AP style. The styling specified by the Associated Press Stylebook and Libel Manual.
author's editor. Someone who helps authors prepare material before they submit it to a publisher or journal, either to help them improve their chances of acceptance or because the publisher no longer provides adequate editorial assistance. This role is more specific than that of a copy editor, in that copy editors often work for publishers and journals to prepare accepted materials in accordance with their needs and requirements.
Chicago style. The styling specified by the Chicago Manual of Style.
copy editor. Someone who helps prepare material
for publicationfor authors and for publishers and journals. Copy
editors find and correct mistakes in grammar, spelling, and usage (asking,
eg, is this the right word to use for what you are trying to say here?).
Harvard style. A general term for the many varieties of approach to author-date citation specified by APA style and by the styles of publishers such as Springer-Verlag.
headline-style capitalization. Varies by style guide, but for AMA style (p 239), capitalize the first letter of the first and last words on each line of the heading or subheading (if there is more than one line), of all adjectives, adverbs, nouns, and verbs, but lowercase articles, prepositions, and coordinating conjunctions with 3 letters or fewer, and the to of the infinitive.
MLA style. The styling specified by the MLA Style Manual and Guide to Scholarly Publishing.
sentence-style capitalization. Capitalize the first letter of the first word in the sentence, the first word after a colon, and all proper nouns and adjectives.
style guide. An authoritative source (see sources) for points of styling and formatting to be applied to a work intended for a particular publication or readership.
style sheet. A style sheet is a list of styling points that is kept for reference during a copyedit, so that once a decision is made about formatting or spelling (generally, regarding some point that is not covered in the style guide being used), it is applied consistently throughout the rest of the work.
styling. In editing, styling means deciding how to punctuate sentences,
render words including technical terms (hyphenated or open, lowercase
or capitalized, in italics or roman type), and format units of measurement,
so that your expression extends beyond basic syntax and the dictionary
meaning of words.
Uniform Requirements. See Vancouver style.
Vancouver style. The numbered reference citation style specified
by the International Committee of Medical Journal Editors in their publication
"Uniform Requirements for Manuscripts Submitted to Biomedical Journals,"
which can be found at http://www.nlm.nih.gov/
CE: copy editor. (See definition of copy editor.)
CMS15: The Chicago Manual of Style. 15th ed. (See sources, below.)
ETS: Electronic typescript: the version of an article that is kept on the computer ready for editing, transmission, and eventual publication; in contrast to a printout.
IMRAD: acronym for the Introduction, Methods, Results, and Discussion format for presenting original research results.

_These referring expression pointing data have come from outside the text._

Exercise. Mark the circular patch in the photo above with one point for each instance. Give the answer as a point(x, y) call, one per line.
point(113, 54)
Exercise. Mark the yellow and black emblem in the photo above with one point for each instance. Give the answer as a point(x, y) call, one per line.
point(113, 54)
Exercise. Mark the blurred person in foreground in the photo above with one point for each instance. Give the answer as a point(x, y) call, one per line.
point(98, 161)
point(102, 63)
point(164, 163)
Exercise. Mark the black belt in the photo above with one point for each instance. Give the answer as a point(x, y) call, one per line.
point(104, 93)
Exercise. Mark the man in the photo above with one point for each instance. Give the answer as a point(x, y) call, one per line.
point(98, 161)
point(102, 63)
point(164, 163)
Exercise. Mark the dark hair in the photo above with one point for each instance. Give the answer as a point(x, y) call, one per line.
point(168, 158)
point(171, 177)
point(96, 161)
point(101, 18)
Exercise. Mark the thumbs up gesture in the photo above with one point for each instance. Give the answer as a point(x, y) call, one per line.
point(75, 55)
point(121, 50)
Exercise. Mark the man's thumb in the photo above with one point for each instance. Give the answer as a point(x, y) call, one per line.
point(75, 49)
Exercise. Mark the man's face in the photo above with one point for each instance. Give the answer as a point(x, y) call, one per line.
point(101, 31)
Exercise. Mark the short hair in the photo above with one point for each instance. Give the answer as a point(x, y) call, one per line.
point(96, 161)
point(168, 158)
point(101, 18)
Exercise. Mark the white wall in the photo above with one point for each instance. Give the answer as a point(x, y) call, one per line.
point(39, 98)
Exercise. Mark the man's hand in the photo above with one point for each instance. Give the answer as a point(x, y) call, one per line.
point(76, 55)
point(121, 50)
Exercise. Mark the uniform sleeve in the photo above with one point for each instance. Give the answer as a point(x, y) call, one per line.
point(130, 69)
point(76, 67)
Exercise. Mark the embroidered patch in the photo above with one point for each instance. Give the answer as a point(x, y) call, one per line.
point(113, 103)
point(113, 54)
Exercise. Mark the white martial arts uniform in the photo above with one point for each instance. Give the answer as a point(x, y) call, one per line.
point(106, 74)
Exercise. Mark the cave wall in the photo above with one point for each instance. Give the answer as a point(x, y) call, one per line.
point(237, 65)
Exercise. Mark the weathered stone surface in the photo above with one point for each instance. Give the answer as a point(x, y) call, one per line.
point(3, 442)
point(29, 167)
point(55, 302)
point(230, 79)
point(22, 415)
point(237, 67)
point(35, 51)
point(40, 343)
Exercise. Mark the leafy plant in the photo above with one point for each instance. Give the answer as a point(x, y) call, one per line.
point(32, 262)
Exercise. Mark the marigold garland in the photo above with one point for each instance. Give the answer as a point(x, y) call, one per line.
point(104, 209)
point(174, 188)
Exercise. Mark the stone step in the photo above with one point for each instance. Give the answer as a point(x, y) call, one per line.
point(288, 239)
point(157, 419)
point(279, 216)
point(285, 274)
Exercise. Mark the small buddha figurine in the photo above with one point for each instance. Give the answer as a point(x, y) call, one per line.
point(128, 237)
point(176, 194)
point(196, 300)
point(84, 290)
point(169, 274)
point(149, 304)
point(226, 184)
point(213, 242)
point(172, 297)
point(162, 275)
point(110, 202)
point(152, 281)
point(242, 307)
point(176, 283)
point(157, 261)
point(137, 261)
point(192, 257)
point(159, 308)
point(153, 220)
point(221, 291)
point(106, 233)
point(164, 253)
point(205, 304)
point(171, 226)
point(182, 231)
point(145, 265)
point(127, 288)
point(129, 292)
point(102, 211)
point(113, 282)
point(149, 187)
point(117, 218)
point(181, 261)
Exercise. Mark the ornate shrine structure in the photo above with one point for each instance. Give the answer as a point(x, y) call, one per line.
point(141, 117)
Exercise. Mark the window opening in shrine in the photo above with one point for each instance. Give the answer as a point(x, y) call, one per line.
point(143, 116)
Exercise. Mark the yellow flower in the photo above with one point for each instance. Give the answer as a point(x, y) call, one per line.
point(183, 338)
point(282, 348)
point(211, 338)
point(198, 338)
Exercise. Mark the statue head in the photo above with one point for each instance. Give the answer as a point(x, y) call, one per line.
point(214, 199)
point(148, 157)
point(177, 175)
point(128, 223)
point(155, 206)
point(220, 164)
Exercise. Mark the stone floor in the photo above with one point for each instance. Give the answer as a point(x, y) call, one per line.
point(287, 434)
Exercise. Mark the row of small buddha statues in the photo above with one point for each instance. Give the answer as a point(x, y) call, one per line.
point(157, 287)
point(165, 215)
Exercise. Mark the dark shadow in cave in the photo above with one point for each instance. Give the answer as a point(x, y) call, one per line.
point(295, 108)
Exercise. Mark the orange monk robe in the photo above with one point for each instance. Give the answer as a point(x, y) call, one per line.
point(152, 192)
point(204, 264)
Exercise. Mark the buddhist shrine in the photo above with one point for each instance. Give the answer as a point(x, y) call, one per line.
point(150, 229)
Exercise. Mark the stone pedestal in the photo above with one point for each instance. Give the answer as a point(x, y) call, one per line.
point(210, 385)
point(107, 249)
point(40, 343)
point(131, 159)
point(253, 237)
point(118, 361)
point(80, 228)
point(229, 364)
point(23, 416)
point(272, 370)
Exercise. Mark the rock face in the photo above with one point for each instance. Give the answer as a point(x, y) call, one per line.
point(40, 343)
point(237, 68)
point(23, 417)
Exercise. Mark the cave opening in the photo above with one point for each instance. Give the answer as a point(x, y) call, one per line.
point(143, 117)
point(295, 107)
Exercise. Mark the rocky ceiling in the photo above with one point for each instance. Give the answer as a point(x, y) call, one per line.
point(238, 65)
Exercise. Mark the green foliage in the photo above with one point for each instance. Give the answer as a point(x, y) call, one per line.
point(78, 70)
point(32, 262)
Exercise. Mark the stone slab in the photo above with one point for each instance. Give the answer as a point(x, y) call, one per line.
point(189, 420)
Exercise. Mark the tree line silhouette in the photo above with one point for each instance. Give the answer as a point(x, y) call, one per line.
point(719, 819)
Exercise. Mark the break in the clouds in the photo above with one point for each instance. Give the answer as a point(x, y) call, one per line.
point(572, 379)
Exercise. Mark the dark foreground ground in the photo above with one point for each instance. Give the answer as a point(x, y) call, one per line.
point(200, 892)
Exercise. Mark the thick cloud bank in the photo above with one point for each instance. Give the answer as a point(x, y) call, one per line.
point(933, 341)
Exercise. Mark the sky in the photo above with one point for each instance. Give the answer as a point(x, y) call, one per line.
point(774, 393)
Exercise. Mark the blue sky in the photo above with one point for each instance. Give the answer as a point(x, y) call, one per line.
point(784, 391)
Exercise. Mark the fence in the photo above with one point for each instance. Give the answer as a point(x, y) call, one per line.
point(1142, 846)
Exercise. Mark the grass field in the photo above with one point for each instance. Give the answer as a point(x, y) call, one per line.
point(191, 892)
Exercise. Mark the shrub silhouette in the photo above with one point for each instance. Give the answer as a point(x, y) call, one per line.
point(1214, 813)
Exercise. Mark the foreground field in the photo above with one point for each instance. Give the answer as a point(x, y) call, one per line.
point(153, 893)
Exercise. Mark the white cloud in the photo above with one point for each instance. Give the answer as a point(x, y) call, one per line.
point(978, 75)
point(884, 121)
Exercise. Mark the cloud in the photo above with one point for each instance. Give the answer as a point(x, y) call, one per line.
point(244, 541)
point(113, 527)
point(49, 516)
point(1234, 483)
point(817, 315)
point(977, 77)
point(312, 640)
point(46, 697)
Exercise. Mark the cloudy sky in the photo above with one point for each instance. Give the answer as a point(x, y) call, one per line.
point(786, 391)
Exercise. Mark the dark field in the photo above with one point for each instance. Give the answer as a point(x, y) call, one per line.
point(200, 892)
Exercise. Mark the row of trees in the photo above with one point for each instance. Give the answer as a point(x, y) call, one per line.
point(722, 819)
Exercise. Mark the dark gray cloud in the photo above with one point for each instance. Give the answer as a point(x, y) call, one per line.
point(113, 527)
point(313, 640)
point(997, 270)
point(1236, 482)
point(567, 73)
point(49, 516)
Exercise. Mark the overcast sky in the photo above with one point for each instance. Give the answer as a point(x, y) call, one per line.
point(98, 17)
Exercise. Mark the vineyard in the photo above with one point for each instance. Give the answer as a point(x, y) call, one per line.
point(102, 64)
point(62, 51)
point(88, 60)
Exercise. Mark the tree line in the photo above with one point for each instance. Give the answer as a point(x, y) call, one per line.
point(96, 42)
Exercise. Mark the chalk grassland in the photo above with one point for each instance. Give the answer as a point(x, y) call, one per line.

ME: managing editor. This is often the title of the person at a publisher who oversees the editing and preparation of a journal article or book (but not always; sometimes editing is handled by the production department. See also PE).
MS: the manuscript; ie, the work in its prepublication state. Strictly speaking, this should be ETS (electronic typescript), but MS remains a commonly used abbreviation. (See the AMA style manual, p 246.)
MW11 (also referred to as Web11): Merriam-Webster's Collegiate Dictionary. 11th ed. (See sources, below.)
PE: production editor. This is sometimes the title of the person at a publisher who oversees editing as well as the production of journal articles or books (but not always; sometimes editing is handled by the editorial department. See also ME).
STM: scientific, technical, and medical. This is used to designate a field in publishing.
Web11 (also MW11): Merriam-Webster's Collegiate Dictionary. 11th ed. (See sources, below.)
WIT: Words into Type. 3rd ed. (See sources, below.)
American Psychological Association. Publication Manual of the American Psychological Association. 5th ed. Washington DC: American Psychological Association; 2001. (Note: there is a Web site with FAQs and updates to APA style. Available at: http://www.apastyle.org/faqs.html. Accessed April 24, 2006.)
The Oxford English Dictionary [book on CD-ROM, Version 3.0]. 2nd ed. Oxford: Oxford University Press; 2002.